The manufacturing of the equipment began in June 2019. Thanks to the commitment and dedication of the factory team as well as the highest level of safety, GE was able to deliver the initial equipment four months ahead of schedule to Atomenergomash, part of Rosatom, despite the two government mandated lockdowns as a result of the global pandemic in 2020. To ensure the safety of its employees working on the factory floor, strong safety protocols were put in place including: social distancing whenever possible, the necessary PPE for safe work, including gloves, hydroalcoholic solutions and FFP2 masks for those in close proximity as well as additional cleaning of the equipment between shifts.

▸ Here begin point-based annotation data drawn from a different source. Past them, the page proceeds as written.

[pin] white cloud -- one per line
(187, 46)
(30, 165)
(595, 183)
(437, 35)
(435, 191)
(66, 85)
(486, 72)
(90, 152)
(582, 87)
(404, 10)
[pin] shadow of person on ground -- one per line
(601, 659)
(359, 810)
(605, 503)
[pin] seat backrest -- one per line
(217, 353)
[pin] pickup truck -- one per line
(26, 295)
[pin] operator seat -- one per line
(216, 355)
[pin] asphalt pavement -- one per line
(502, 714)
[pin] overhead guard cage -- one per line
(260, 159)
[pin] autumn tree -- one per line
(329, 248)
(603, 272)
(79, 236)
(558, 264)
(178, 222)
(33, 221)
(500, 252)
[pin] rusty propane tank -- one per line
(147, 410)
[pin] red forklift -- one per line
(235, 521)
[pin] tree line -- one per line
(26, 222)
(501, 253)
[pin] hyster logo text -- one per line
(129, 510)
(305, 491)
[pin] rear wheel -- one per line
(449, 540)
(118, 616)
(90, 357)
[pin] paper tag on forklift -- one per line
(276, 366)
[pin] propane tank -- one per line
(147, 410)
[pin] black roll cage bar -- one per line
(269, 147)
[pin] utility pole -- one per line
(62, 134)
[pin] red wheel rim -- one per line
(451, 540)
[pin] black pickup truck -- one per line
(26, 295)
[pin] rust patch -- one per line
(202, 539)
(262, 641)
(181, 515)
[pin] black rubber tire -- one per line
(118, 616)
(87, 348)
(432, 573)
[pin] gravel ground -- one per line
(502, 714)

“It’s a significant milestone for our partner, AAEM, our customer, Atomenergomash, and our project and manufacturing team, said Frederic Wiscart, Senior Executive of Projects at GE Steam Power. “This past year has been nothing if not challenging – and this first equipment delivery showcases the dedication of GE Steam Power team to continuously deliver on time and on quality for our nuclear customers around the world.”

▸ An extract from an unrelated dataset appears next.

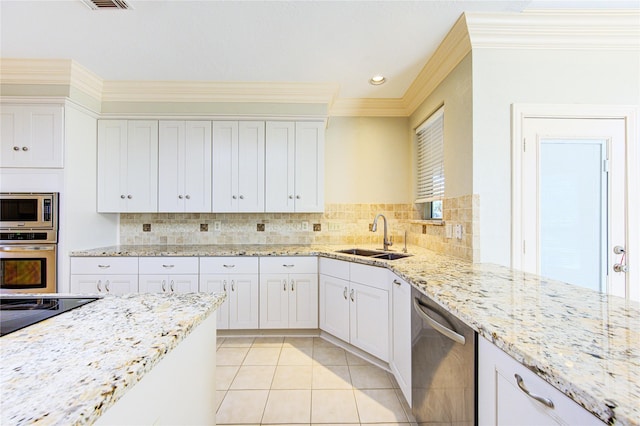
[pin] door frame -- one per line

Each Arabelle steam turbine will include three modules: the high pressure/intermediate pressure (HIP) module, and two low pressures modules – in total, each Arabelle will be 60 meters long including generator and deliver 1.2GW each. The HIP is unique to GE’s Arabelle technology and allows for more output from any reactor type. In addition, the Arabelle is recognized for its high reliability rate of 99,96% over 400,000 operating hours.
In total, it’s more than 20 GW of CO2-free energy that will be installed in the coming years thanks to GE Steam Power teams and its Arabelle steam turbine technology, consolidating the fleet to 53 GW across the world.
About GE Steam Power
GE Steam Power offers a broad portfolio of technologies and services predominantly for nuclear and coal power plants helping customers deliver reliable power as they transition to a lower carbon future. With more than 30% of the world’s steam turbine installed capacity and 50% of the world's steam turbines operating in nuclear power plants, GE Steam Power’s technologies and services can be applied to power plants that produce more than half of the world’s electricity today.